Over the last few years the cost declines of Radio Frequency Identification (RFID) technology, combined with improvements in sensitivity, range and durability, have enabled widespread RFID use in the logistical planning and operation segments of supply chain management processes. Specifically, areas such as security and access control, tracking, and monitoring / management will strategically be enhanced from the use of this technology. An RFID tag consists of a microchip and an antenna, often in the form of a tiny ribbon that can in turn be packaged into many forms, such as a label, or imbedded in between the cardboard layers in a carton. On the microchip is stored information about the product that the tag is affixed to, which can then be “read” when the tag passes within proximity of an RFID “reader.” This information is almost instantly relayed back to a computer system that updates the location status of the associated product. This procedure enables great efficiencies and cost reductions with respect to inventory management and control in a physical product environment, and also enables innovative applications in locating and tracking people and assets in a services environment.
(Hagan’s, Andy, RFID Magazine) This environment changed dramatically last June when Wal-Mart Stores announced that it would require its top 100 suppliers to put RFID tags on shipping crates and pallets by January 1 st 2005. Earlier this month, Wal-Mart announced that it will expand its RFID efforts to its next 200 largest suppliers by January 1 st, 2006. Each tag would store an Electronic Product Code (EPC) which is a bar code that would be used to track products as they enter Wal-Mart’s distribution centers. In turn, these products are then shipped to individual stores.
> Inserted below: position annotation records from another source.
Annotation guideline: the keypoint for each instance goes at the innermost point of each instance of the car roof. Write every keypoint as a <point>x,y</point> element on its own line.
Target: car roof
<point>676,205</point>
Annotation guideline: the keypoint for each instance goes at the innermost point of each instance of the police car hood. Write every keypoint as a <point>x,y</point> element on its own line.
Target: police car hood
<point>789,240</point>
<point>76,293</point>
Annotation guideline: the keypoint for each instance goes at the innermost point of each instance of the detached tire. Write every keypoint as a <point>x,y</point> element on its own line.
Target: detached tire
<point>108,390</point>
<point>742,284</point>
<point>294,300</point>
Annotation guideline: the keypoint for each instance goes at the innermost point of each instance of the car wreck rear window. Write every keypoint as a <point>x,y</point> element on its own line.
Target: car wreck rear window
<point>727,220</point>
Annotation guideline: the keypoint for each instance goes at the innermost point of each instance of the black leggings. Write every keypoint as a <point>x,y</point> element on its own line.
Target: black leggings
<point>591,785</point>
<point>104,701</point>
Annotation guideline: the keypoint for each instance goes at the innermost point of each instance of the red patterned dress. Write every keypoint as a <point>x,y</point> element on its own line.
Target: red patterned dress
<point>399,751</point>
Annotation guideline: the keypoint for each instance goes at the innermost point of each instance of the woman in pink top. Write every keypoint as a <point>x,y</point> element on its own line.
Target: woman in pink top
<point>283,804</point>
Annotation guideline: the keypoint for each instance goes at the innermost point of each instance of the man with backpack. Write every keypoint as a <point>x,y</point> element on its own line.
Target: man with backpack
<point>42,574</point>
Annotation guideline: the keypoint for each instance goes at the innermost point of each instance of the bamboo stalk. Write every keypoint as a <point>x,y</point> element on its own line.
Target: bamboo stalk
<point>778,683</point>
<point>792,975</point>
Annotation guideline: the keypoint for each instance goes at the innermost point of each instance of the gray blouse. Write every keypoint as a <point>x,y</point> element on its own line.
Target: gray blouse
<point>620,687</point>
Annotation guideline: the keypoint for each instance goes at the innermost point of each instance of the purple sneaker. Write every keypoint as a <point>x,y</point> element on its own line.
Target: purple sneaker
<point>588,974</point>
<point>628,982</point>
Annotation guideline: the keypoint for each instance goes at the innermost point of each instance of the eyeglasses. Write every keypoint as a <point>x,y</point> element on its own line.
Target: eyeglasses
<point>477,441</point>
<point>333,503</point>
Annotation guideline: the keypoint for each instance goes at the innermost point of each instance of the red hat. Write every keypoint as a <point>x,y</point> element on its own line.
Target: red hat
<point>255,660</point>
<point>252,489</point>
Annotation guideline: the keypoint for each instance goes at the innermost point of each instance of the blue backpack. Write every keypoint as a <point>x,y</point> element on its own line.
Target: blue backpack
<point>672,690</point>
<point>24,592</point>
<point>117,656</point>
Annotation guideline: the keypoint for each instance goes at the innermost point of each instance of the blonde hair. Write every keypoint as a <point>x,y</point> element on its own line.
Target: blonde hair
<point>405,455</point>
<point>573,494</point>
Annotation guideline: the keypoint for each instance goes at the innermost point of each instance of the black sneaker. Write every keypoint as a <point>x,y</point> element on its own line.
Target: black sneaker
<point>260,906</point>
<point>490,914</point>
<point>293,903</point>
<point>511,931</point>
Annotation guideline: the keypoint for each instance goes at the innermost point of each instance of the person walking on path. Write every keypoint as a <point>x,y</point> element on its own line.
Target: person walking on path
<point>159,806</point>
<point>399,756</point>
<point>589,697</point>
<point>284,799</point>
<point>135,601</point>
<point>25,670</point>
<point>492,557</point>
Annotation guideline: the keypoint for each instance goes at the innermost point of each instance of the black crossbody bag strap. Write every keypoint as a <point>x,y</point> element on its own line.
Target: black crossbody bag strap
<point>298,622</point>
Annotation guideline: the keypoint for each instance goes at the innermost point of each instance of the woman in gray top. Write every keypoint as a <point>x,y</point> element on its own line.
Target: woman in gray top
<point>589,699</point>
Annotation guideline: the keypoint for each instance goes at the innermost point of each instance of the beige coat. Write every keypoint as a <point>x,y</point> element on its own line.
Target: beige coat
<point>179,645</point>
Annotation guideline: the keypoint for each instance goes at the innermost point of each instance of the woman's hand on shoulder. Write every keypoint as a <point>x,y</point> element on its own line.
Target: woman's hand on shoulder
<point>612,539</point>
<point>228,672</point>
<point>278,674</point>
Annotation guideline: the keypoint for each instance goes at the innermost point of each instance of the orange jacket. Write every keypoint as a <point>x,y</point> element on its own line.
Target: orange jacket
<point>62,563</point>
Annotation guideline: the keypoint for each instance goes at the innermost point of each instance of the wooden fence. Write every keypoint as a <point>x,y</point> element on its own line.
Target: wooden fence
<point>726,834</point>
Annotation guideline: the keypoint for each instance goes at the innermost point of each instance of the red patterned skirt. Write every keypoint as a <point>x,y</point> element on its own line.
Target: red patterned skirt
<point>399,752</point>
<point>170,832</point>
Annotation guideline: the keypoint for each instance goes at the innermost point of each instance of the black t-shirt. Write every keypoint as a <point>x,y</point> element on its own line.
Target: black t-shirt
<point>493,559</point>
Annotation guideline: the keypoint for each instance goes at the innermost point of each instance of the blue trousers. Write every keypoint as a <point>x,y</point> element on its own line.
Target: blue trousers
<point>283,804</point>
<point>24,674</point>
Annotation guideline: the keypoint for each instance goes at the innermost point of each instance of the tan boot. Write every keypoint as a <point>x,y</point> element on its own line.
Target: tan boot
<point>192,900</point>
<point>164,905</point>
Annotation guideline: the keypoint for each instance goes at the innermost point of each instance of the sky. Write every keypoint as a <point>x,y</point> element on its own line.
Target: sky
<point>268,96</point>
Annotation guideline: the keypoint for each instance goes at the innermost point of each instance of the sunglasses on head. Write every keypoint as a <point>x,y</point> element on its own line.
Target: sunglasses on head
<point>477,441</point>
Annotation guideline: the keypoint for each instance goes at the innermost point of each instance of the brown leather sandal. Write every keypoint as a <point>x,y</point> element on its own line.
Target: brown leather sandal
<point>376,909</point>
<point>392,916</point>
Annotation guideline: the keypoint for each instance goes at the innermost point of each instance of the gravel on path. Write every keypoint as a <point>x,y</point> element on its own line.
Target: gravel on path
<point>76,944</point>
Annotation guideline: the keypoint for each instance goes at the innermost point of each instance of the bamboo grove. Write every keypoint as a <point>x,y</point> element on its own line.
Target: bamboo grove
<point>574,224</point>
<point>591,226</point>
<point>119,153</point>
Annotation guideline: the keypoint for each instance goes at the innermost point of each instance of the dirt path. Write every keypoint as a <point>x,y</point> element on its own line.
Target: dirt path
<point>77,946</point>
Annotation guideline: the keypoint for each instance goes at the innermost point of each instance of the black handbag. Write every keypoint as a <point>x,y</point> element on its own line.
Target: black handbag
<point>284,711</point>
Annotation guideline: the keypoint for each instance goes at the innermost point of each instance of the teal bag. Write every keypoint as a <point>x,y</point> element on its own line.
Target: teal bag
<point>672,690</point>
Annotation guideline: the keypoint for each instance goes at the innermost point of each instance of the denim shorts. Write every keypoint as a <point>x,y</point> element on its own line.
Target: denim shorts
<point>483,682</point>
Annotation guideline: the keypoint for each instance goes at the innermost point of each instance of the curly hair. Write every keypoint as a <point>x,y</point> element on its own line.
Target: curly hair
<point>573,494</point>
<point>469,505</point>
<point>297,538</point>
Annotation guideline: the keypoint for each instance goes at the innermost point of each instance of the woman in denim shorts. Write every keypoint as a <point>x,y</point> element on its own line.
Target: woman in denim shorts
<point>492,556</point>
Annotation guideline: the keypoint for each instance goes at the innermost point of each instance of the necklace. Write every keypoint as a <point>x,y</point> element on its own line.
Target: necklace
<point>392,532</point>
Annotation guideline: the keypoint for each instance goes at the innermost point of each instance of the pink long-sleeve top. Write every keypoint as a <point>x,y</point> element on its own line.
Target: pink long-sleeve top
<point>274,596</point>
Being the world’s largest company in terms of revenue, Wal-Mart changed the strategic foundation of many companies in one such decision. There are four main aspects of strategic impact from this decision by Wal-Mart.
They are, in no particular order: volume and cost, supply chain extensions (upstream), innovation and supply chain extensions (downstream).
Looking from the volume and cost perspectives, the economies of scale of RFID manufacture will drastically change due to Wal-Mart’s move. As of now, the annual volume of RFID tag shipments from top 100 suppliers is estimated at 1 billion tags. With Wal-Mart being such a powerful company that sets standards for manufacturers, their entrance into this new market will result in other companies benchmarking their behavior, which in turn, will result in a significantly lower price per tag.
Current average cost per tag ranges between 25 to 50 cents. With Wal-Mart’s entrance, analysts are expecting the price per tag to drop towards the 5 cent range, which will consequently allow the expansion of RFID technology into new markets. In terms of upstream supply chain management extensions, by Wal-Mart requiring its suppliers to use RFID in its end product packaging, there will likely be an impact of accelerating the use of RFID into the supplier’s own supply chain as well, and eventually in turn, the supplier’s own vendor supply chains. This kind of “ripple” effect will greatly multiply the numbers of companies affected and the demand for RFID tags, further enabling lower costs per tag. More so, the demand to track products prior to their arrival in Wal-Mart’s distribution centers will grow. This includes tracking products once they leave a supplier’s shipping dock to the time they arrive at Wal-Mart’s distribution docks, which will even further “upstream” into the manufacturing and distribution processes of the supplier themselves.
Tracking products in transit will involve the combination and coordination of RFID and GPS technologies. This will result in a potential boom for GIS providers if they are able to integrate manufacturing / distribution center mapping with broader geographic fleet management tracking and routing-type mapping. (Williams, Matt, RFID Mapping) Innovative ly speaking, as the cost per tag decreases, smaller and smaller companies will be able to afford incorporating RFID into their operations. This will enable new kinds of innovative applications and applicability to new markets. When these new and expanded RFID applications are combined with GPS, the potential becomes even greater. There is also great potential in applying RFID to the individual product units purchased by Wal-Mart’s customers for the purposes of managing inventory within the store shopping floor itself.
As the cost of RFID tags drop, the temptation for Wal-Mart to apply the tags to individual items will grow. Knowing how, when and from what shelf goods were purchased relevant to other purchases, will drive demand for a new generation of merchandising strategies. This will also allow shoplifting and employee theft levels to be driven close to zero. However, standing in the way of this, as research as shown, is consumer fear of having their privacy violated.
So basically we have to wait and see what happens because “only time will tell.”.